Understanding the Breakthrough in Hereditary Angioedema Treatment through CRISPR-Cas9 Gene Editing
- Tommy Aleksander Karlsen
- Mar 3, 2024
- 2 min read
Updated: Mar 29, 2024
Hereditary angioedema (HAE) is a rare genetic disorder marked by sudden, severe swelling attacks.. These attacks can occur in various parts of the body, including the skin, gastrointestinal tract, and airways, leading to potentially life-threatening complications. A key gene implicated in HAE's onset is KLKB1, which is responsible for producing the enzyme kallikrein B1. Plasma kallikrein plays a crucial role in the swelling process associated with HAE. Therefore, targeting the KLKB1 gene offers a promising therapeutic approach by reducing the activity of this enzyme.

The study “CRISPR-Cas9 In Vivo Gene Editing of KLKB1 for Hereditary Angioedema,” (1) featured in the New England Journal of Medicine (February 1, 2024), explores this concept. It introduces an innovative CRISPR-Cas9-based gene therapy, named NTLA-2002, to target the KLKB1 gene.
The Study and Its Findings
In a Phase 1 trial, patients with hereditary angioedema received varying doses of NTLA-2002. The results were promising:
Safety and Tolerability: NTLA-2002 was found to be safe, with no severe adverse events, serious adverse events, or clinically significant laboratory findings. The most common side effects were mild, such as infusion-related reactions and fatigue (1).
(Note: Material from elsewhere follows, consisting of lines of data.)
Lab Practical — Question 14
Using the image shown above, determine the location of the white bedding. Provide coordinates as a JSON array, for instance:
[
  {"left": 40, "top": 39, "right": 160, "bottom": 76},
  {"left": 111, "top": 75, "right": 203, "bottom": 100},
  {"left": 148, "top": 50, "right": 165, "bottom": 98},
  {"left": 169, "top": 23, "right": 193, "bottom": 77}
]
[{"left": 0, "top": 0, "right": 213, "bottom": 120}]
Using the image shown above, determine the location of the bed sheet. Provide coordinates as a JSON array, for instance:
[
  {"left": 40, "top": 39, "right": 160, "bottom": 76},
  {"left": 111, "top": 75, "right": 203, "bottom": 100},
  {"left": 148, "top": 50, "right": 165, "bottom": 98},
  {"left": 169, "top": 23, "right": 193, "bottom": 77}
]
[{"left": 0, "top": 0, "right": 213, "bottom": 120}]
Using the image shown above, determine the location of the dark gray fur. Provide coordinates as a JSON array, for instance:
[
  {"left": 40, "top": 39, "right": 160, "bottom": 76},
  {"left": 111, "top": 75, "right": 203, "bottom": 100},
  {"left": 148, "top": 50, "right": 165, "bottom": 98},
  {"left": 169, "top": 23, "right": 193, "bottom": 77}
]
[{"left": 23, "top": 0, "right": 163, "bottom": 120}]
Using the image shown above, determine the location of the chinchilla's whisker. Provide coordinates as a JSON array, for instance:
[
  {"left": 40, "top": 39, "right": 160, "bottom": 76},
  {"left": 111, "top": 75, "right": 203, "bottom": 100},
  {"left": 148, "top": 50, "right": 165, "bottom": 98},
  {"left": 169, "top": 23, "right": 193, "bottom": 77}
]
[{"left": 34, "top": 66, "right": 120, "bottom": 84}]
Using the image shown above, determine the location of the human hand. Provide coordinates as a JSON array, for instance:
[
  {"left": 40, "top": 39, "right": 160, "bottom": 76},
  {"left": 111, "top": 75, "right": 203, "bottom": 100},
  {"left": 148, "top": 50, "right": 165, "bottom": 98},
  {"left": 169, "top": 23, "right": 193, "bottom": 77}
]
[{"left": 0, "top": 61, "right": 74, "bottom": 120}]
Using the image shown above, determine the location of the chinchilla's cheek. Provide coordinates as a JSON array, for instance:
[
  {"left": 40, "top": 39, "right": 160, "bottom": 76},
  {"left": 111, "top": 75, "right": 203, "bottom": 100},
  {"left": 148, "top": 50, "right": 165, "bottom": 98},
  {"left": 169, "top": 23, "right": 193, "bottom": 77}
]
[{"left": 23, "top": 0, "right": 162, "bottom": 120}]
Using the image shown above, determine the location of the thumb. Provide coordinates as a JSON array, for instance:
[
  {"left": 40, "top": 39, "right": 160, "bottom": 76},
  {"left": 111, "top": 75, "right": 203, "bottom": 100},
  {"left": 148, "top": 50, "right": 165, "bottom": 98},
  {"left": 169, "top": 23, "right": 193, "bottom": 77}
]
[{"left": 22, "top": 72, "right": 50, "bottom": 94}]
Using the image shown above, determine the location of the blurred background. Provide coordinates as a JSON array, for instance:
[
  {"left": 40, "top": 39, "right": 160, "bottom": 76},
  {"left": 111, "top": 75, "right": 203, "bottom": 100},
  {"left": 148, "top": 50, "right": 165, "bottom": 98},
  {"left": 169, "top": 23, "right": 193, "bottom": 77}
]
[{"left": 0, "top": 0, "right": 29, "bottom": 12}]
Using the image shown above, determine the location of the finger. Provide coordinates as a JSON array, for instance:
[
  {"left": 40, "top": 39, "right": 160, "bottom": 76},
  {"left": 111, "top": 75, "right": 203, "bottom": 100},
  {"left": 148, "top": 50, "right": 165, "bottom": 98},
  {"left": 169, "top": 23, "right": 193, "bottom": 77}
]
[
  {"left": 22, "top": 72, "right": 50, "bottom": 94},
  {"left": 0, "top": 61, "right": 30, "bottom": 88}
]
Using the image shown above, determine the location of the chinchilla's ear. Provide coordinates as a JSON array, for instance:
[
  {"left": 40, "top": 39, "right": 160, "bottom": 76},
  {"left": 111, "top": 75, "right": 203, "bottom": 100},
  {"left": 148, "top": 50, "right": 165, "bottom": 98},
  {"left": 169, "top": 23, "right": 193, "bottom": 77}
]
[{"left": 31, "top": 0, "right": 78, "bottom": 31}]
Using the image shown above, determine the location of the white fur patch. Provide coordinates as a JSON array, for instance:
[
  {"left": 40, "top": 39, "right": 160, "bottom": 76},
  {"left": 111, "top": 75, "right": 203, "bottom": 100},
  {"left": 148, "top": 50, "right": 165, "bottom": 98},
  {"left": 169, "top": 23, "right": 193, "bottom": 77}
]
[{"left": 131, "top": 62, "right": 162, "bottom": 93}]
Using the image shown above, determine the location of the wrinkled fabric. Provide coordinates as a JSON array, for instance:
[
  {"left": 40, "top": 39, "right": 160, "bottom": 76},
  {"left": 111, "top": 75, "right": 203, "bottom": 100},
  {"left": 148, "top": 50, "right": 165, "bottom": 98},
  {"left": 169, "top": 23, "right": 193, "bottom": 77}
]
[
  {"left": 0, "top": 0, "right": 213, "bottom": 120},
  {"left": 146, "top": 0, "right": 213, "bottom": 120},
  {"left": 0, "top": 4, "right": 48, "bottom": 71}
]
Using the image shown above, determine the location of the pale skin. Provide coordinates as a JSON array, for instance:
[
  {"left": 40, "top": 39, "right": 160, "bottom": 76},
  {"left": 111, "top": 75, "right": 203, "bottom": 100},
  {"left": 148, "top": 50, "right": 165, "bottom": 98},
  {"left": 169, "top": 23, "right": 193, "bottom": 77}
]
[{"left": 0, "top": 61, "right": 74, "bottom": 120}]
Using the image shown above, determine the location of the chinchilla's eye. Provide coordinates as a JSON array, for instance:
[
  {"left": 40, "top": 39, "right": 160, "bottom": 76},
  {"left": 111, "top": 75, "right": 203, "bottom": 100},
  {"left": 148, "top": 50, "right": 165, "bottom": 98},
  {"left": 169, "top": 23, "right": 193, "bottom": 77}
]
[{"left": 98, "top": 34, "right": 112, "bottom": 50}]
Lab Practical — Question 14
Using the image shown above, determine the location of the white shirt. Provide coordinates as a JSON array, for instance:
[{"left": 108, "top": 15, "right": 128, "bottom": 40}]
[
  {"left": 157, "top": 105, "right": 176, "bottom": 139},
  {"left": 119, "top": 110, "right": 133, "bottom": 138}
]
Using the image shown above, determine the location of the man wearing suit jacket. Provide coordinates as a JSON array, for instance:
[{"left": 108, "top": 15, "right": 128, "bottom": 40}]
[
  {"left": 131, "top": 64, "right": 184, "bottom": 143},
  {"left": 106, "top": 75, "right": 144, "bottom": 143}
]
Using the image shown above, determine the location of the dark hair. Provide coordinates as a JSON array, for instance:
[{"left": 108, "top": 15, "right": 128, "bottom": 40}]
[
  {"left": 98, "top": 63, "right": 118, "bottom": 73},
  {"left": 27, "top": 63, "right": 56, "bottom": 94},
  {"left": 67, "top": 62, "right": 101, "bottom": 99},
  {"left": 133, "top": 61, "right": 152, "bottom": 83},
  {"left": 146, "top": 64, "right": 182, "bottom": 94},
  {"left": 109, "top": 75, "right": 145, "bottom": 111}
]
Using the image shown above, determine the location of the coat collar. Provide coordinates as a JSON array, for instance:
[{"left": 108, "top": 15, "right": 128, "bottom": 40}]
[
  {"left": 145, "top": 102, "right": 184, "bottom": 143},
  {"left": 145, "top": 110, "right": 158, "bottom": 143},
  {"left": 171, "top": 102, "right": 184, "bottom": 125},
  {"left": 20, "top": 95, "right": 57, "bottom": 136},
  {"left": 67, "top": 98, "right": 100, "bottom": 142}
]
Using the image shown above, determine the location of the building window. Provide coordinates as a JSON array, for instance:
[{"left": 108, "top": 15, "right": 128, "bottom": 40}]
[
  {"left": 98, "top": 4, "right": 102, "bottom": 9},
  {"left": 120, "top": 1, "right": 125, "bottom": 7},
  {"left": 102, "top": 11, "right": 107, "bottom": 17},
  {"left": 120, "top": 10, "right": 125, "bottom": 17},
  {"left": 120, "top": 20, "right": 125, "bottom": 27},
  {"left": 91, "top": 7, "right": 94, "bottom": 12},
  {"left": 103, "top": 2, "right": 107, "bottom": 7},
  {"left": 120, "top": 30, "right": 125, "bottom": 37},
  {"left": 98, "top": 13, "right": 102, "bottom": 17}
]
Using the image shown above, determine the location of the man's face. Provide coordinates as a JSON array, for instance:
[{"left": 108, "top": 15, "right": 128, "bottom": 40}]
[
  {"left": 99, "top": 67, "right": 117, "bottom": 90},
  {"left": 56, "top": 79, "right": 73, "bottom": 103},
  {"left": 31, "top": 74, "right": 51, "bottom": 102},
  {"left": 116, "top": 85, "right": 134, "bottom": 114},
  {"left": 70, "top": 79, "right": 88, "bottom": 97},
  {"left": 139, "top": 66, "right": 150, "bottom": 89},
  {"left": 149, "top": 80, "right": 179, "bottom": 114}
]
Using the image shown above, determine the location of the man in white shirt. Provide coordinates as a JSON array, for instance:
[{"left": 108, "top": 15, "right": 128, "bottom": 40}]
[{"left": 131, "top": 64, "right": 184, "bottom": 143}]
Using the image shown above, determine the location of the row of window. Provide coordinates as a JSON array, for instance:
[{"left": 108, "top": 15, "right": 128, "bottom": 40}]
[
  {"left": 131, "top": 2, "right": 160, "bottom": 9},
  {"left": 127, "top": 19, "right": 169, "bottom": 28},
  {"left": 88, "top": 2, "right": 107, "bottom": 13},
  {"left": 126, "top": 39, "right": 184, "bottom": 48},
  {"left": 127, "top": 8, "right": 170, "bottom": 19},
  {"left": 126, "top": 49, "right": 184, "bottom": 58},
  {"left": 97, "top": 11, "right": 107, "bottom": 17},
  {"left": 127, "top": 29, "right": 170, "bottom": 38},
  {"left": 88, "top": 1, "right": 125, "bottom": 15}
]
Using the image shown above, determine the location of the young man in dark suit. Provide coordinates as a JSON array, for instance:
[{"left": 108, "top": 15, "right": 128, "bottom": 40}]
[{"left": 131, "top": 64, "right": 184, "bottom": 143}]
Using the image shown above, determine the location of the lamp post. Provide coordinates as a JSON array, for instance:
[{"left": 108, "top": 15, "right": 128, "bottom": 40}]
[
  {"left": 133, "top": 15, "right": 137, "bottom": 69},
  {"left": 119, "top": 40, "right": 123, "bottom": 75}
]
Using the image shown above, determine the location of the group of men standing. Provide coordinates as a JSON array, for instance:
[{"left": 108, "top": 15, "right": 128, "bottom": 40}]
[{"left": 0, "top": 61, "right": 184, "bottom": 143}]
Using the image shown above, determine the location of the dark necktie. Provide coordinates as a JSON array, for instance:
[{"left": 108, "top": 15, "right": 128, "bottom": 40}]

Effectiveness in Reducing Kallikrein Levels: There was a dose-dependent reduction in total plasma kallikrein levels, indicating successful gene editing. The reductions were −67% in the 25mg group, −84% in the 50mg group, and −95% in the 75mg group (1).
Reduction in Angioedema Attacks: The frequency of angioedema attacks decreased significantly, with a −91% reduction in the 25mg group, −97% in the 50mg group, and −80% in the 75mg group (1).
Summary
This study demonstrates that a single dose of NTLA-2002 is safe and can lead to robust, dose-dependent, and durable reductions in total plasma kallikrein levels. More importantly, it significantly reduces the frequency of angioedema attacks, which could dramatically improve the quality of life for patients with HAE. These results mark a major advancement in HAE's genetic therapies.
For more detailed information, and a complete understanding, readers are encouraged to refer to the full text of the study. The study was funded by Intellia Therapeutics - ClinicalTrials.gov number, NCT05120830 (2).